Spirax-Sarco, Nicholas says, manufactures 85% of everything that it sells in its international network of manufacturing plants – on top of that it has a system of sales and distribution operations. “Of our almost 8,000 employees, 1,600 are actually customer-facing salesmen,” he notes.
“And it’s that direct contact with the users of our products that allows us to create solutions and identify opportunities to improve the customer’s processes via the use of those products. Things that a customer might not have realised they needed before.
“The way we’ve been able to sustain that level of growth above global industrial production growth rate is by driving demand through bespoke engineered solutions for our customers. And then we aspire to have excellence in our manufacturing cycles so we can make those with high quality, safety and cost efficiency. The profit margin is a combination of profits created at both ends of the cycle. When we talk about sustainability, that concept is key to understanding Spirax-Sarco – all of the strategies we employ are around sustainability of that business model.”
Ever since taking the hot seat in this growing engineering business, Nicholas has had a clear focus. So, what are his goals going forward? “You’ve got to have a mindset of not thinking that good is good enough,” he says.
“No matter how well you’re performing, you’ve got to keep looking for ways of innovating and improving. And remain flexible, because the world around you changes all the time.”
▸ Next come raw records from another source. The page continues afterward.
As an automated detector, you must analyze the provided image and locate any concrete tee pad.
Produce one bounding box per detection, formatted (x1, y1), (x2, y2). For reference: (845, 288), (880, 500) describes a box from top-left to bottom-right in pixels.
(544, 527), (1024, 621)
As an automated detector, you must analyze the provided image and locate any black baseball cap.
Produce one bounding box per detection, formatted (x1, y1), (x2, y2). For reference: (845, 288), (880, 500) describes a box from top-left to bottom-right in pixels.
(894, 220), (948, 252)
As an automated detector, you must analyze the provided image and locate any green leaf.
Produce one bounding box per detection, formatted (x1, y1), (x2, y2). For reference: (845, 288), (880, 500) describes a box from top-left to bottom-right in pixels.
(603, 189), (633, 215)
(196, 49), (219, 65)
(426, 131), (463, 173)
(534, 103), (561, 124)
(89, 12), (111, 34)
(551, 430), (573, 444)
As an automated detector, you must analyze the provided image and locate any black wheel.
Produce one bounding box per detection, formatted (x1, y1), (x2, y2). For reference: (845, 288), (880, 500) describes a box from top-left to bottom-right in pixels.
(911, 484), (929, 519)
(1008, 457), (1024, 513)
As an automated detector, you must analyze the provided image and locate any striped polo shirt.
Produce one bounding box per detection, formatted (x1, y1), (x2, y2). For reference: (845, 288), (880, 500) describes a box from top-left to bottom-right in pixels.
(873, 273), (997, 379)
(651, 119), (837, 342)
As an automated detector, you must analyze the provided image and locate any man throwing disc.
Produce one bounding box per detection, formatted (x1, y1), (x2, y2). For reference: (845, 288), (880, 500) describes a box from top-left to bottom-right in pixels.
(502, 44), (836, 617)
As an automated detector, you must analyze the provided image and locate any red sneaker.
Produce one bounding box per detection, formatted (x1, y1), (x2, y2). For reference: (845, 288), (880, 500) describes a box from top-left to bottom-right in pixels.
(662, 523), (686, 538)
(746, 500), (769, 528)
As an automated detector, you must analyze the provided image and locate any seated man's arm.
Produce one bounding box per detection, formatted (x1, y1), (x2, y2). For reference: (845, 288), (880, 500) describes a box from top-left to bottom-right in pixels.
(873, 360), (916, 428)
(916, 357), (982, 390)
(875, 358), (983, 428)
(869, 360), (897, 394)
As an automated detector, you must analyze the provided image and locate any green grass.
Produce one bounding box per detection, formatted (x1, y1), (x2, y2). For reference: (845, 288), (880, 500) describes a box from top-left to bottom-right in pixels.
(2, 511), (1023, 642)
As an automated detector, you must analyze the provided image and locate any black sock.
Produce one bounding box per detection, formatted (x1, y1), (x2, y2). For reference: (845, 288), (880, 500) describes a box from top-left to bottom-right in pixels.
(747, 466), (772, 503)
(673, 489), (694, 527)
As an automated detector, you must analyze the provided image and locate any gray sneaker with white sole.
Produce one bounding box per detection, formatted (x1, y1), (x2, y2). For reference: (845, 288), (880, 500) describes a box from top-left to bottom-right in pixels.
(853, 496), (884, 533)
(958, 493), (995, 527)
“We strive for excellence in everything that we do. The pursuit of excellence is one of our values at Spirax-Sarco, so we try to ingrain it into our DNA. No matter how well you’re performing, you’ve got to keep looking for ways of innovating and improving. And remain flexible, because the world around you changes all the time. I think you’ve got to build that into the culture – into the fabric of the organisation – so that you don’t sit still.”
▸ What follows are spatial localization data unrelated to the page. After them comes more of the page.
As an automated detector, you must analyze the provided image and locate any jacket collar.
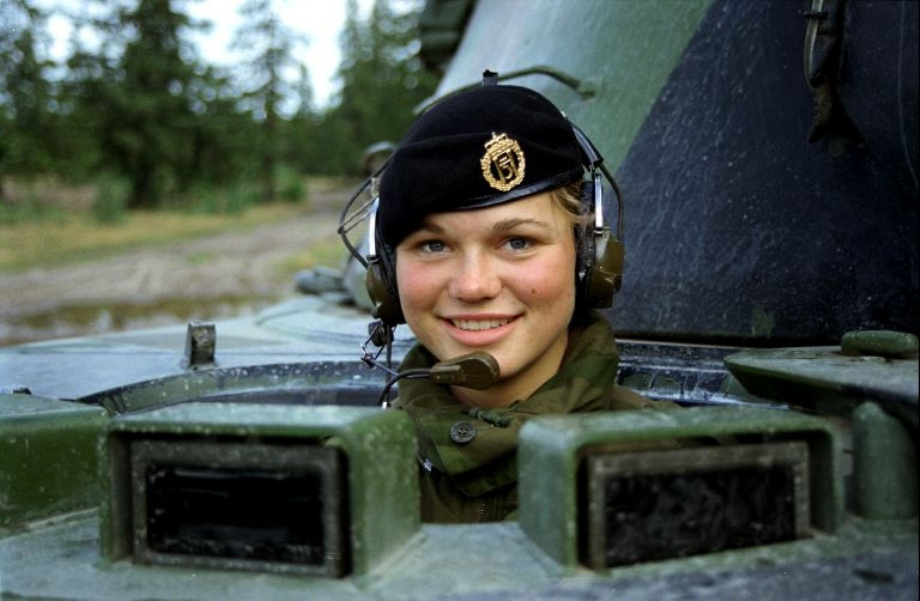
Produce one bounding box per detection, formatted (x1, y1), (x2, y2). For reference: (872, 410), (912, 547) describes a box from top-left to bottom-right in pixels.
(395, 311), (619, 496)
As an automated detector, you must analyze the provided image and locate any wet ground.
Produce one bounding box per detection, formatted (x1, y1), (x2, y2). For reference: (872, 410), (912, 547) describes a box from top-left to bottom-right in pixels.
(0, 198), (344, 347)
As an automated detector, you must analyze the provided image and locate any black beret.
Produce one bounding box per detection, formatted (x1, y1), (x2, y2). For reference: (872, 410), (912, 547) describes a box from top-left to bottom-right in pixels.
(377, 83), (585, 249)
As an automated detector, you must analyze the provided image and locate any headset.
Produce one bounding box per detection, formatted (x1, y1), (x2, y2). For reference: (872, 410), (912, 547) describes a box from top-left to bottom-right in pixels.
(338, 115), (625, 336)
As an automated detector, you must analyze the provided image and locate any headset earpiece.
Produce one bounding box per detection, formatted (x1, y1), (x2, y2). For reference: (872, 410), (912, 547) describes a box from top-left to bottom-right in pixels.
(363, 198), (405, 326)
(365, 251), (405, 325)
(585, 224), (624, 308)
(574, 154), (624, 309)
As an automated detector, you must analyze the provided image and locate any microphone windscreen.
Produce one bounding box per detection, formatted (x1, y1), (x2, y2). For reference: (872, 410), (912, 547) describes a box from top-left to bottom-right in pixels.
(429, 352), (500, 389)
Nicholas believes the key to success lies in always looking forward. “Business is like riding a bike; if you stop moving, you fall off,” he explains. “The company has been advancing for 130 years, so our mindset has to be to continually renew and refresh ourselves, to stay dynamic and continue growing in a sustainable way, and contributing to society in the process.
“It can’t be just for the benefit of ourselves – it has to be for the benefit of all our stakeholders. We can’t get complacent, we have to keep on looking forward and continuing on that trajectory so that we can hand over something to the next generation that’s been improved upon by this generation.”